The High Court has granted permission for a judicial review of Michael Gove’s decision to block M&S’s Oxford Street store redevelopment plans.
The decision follows a legal challenge by M&S to the levelling up secretary’s rejection of its plans to knock down the 93-year-old art deco building near London’s Marble Arch and replace it with a modern retail and office complex.
The plans were refused by Gove in July on the grounds the public benefits would not outweigh harm to nearby heritage sites, including the Selfridges department store and conservation areas.
M&S launched its legal challenge the following month, arguing Gove had wrongly interpreted and applied planning policy to justify the decision on the grounds of heritage and environmental concerns.
“We are pleased that the court has recognised the merits of our legal challenge on every one of the six counts that we raised, and approved our case to proceed to the next stage,” said M&S CEO Stuart Machin.
Today we received confirmation that the High Court has recognised the merits of our legal challenge on Marble Arch.— Stuart Machin (@MachinStuart1) November 20, 2023
Every single one of the six counts we raised has been recognised, which means our case has been approved to proceed to the next stage of Judicial Review.

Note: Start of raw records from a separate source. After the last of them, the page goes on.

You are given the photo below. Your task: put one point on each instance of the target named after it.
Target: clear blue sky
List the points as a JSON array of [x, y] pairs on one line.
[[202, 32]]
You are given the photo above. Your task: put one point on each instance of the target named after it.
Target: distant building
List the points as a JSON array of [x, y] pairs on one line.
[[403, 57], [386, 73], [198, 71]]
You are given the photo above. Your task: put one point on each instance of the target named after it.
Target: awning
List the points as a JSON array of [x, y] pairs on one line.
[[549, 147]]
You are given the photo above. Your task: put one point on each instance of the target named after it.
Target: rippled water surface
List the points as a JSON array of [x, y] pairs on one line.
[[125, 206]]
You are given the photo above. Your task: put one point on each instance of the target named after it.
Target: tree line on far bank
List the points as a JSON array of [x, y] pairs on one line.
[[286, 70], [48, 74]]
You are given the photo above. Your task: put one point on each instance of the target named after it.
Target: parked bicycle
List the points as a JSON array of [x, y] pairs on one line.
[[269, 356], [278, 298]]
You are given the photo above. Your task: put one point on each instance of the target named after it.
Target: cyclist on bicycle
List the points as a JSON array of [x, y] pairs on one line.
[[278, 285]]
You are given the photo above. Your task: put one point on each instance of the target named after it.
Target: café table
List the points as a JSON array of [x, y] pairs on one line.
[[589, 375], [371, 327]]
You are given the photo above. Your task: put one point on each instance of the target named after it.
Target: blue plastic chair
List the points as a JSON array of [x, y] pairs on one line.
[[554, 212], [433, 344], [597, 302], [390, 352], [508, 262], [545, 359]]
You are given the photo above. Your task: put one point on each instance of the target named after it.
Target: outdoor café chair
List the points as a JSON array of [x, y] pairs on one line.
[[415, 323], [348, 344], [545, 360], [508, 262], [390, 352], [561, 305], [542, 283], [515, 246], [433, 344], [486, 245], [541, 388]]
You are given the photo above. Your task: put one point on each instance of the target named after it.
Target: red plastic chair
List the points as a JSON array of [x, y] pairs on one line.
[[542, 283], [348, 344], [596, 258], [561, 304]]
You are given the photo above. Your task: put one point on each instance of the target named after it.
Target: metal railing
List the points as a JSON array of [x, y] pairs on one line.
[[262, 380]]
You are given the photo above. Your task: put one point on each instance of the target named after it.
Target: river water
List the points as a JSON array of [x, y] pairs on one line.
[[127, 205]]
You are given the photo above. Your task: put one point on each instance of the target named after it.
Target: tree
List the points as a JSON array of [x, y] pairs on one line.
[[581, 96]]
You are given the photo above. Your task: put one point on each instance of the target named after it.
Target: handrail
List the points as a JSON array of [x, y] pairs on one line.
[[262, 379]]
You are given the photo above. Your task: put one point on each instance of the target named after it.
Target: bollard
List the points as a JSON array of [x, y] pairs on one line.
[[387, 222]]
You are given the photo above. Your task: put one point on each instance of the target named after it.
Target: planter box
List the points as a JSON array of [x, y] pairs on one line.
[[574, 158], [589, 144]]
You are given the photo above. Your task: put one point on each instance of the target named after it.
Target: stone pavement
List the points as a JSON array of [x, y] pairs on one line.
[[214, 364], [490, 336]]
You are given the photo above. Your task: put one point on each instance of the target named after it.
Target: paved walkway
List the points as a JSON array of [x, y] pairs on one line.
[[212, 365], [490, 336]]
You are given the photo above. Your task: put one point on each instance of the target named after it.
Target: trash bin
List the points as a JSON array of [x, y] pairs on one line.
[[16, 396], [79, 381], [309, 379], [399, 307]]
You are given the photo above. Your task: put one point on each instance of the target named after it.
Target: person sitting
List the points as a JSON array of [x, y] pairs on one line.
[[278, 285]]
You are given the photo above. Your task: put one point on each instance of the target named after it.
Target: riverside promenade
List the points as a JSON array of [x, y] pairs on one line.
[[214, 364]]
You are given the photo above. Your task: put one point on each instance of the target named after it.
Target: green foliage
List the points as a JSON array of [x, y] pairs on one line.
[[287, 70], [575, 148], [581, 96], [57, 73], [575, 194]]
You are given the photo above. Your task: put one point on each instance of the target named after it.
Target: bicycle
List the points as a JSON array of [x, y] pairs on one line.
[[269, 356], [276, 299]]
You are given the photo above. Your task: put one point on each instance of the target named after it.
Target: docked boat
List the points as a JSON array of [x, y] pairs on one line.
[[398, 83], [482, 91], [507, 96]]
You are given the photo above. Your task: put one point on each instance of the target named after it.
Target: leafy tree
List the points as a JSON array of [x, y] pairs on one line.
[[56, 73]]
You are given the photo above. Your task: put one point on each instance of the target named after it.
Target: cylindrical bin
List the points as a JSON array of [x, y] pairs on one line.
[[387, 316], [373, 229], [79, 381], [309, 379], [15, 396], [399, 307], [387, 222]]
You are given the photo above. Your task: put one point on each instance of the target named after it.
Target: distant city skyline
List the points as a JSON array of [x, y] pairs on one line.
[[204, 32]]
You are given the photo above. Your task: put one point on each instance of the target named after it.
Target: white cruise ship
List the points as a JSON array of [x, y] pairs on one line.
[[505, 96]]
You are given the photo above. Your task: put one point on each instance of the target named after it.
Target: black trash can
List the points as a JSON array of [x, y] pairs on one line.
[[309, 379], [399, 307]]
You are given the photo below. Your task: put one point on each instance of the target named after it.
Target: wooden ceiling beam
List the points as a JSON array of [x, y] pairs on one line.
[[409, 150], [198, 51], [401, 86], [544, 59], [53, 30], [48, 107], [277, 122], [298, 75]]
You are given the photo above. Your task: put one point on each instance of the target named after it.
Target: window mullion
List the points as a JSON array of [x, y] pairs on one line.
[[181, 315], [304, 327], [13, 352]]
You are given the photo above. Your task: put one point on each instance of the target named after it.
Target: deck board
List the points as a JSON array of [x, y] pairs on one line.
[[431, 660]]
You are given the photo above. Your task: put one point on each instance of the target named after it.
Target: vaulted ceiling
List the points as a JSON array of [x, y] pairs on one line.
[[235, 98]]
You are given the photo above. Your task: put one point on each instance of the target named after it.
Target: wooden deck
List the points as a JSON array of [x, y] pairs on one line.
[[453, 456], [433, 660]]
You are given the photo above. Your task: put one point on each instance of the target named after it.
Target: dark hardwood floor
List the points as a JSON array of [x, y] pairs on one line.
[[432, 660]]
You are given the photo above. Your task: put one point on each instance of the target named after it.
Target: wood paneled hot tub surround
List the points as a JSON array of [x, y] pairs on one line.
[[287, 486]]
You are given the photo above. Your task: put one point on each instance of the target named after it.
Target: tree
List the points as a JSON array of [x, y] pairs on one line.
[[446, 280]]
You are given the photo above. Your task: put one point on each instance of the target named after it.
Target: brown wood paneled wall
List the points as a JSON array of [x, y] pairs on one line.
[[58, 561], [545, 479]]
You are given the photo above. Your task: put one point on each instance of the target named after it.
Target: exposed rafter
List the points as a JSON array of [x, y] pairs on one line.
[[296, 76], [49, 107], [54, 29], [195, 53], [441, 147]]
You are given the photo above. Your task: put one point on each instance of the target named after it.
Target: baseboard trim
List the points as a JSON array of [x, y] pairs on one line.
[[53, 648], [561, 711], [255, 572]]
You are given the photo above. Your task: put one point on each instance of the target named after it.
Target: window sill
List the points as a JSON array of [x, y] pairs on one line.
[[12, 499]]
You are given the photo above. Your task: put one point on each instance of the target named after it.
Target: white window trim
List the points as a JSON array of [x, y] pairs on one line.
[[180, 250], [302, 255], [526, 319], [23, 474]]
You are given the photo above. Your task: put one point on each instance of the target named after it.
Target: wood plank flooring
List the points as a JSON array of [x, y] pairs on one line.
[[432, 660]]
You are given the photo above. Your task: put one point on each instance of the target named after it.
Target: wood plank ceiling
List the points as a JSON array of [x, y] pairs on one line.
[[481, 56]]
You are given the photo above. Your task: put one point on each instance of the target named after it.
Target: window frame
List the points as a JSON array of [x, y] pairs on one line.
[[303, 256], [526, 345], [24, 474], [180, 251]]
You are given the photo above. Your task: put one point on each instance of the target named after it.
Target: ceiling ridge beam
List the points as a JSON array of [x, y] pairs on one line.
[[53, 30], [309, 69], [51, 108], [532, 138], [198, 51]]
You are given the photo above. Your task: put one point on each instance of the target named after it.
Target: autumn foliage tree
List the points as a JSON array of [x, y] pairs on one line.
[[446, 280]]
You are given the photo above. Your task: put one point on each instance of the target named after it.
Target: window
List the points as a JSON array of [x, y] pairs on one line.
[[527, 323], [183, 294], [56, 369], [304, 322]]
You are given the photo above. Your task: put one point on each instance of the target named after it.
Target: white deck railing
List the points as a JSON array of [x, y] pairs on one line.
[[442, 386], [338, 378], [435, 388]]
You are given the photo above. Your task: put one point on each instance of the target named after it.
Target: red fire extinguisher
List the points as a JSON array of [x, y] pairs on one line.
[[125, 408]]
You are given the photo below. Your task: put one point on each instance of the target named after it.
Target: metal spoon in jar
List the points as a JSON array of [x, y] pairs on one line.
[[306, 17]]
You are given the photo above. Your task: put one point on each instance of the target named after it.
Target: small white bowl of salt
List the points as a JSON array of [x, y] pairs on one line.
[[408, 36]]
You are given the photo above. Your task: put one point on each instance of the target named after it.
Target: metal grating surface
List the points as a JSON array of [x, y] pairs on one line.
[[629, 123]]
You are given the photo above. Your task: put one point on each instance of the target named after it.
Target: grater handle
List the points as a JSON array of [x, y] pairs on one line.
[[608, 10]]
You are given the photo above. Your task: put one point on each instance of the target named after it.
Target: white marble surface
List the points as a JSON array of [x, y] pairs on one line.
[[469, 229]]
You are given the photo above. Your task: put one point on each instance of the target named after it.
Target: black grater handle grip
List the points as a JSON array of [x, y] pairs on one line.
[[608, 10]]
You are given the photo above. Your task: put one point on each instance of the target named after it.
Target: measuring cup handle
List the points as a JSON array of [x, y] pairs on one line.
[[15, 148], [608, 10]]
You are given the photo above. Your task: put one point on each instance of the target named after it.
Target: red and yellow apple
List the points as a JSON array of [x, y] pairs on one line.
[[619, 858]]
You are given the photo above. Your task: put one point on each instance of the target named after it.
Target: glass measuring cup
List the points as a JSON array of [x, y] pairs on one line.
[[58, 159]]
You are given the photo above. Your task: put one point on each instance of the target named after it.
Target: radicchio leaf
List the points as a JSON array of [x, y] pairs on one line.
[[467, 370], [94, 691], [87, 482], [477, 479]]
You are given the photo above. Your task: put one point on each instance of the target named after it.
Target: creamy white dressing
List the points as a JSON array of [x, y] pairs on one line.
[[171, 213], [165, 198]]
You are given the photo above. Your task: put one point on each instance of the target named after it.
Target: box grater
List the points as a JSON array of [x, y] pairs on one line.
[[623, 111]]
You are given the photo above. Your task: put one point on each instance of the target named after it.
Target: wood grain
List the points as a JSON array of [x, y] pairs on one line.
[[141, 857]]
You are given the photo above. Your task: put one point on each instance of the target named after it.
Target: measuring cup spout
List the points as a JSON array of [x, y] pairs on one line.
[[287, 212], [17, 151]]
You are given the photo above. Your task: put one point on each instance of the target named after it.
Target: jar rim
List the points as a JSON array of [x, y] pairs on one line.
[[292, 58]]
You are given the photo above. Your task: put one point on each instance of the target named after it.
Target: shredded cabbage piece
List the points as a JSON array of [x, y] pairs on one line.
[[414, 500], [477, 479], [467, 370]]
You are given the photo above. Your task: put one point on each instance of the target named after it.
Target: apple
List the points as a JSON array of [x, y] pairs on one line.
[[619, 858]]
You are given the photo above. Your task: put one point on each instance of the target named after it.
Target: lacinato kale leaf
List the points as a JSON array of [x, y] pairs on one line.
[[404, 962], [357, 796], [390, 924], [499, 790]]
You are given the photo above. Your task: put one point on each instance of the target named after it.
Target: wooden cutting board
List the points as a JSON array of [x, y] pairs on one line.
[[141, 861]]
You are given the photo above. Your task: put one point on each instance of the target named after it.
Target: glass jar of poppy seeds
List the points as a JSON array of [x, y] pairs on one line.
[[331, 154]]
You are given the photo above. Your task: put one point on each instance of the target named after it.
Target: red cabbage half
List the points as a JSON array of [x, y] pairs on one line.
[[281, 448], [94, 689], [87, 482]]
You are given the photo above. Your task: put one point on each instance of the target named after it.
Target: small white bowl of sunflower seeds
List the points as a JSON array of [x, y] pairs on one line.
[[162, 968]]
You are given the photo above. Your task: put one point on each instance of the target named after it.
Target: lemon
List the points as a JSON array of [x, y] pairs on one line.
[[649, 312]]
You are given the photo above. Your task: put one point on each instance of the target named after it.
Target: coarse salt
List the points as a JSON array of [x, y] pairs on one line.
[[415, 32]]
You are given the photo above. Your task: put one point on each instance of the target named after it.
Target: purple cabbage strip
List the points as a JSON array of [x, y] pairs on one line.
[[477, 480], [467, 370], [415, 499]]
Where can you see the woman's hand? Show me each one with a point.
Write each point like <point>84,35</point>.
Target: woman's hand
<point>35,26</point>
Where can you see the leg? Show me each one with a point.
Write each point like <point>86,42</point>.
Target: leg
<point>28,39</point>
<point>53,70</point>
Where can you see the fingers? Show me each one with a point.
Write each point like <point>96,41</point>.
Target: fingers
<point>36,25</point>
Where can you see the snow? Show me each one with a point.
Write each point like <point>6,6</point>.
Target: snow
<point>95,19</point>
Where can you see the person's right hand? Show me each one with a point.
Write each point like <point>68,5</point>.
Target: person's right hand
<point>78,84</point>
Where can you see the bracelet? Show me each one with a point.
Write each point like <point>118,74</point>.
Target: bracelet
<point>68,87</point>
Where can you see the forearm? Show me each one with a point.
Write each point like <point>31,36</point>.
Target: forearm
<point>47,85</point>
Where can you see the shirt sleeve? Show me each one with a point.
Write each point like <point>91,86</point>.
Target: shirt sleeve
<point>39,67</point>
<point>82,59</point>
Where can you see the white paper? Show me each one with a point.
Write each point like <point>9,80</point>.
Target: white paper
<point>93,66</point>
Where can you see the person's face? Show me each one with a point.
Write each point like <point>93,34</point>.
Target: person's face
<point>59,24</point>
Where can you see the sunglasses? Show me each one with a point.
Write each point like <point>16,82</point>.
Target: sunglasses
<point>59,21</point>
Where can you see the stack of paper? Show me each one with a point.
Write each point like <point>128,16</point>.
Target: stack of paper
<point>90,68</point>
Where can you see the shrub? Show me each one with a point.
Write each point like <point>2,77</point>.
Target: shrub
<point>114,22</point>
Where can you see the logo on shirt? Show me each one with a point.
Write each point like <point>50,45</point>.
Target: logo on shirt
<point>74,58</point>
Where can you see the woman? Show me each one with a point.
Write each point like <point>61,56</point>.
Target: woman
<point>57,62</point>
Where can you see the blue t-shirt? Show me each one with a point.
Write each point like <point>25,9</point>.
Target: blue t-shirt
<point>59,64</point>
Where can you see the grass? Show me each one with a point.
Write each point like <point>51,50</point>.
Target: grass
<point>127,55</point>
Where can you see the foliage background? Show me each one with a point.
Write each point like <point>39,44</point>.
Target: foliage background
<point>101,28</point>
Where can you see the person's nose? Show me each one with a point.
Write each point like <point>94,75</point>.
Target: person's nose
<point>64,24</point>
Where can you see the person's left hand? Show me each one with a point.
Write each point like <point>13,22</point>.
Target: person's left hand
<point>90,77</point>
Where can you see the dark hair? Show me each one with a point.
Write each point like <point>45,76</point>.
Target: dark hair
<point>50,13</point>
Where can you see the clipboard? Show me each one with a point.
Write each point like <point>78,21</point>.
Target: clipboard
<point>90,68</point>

“We have been clear from the very start that the refurbishment of the existing store was not possible, so this is only the first step in the lengthy process of overturning the government’s senseless decision to reject our Marble Arch proposal – the only retail-led regeneration on Oxford Street.
“With our investment and the amazing plans we have to transform the site into a modern, sustainable building it remains bewildering that we are again having to go through this after two years of support and approvals.
“But we will do everything necessary to secure a better future at Marble Arch for our local customers and community.”
The next stage in the process will be a Planning Court hearing, likely to take place in January or February next year.
M&S’s plans for the store had already been approved by Westminster Council when Gove called them in for an inquiry last year, following opposition from heritage and environmental campaigners.
The Department for Levelling Up, Housing and Communities has been approached for a comment.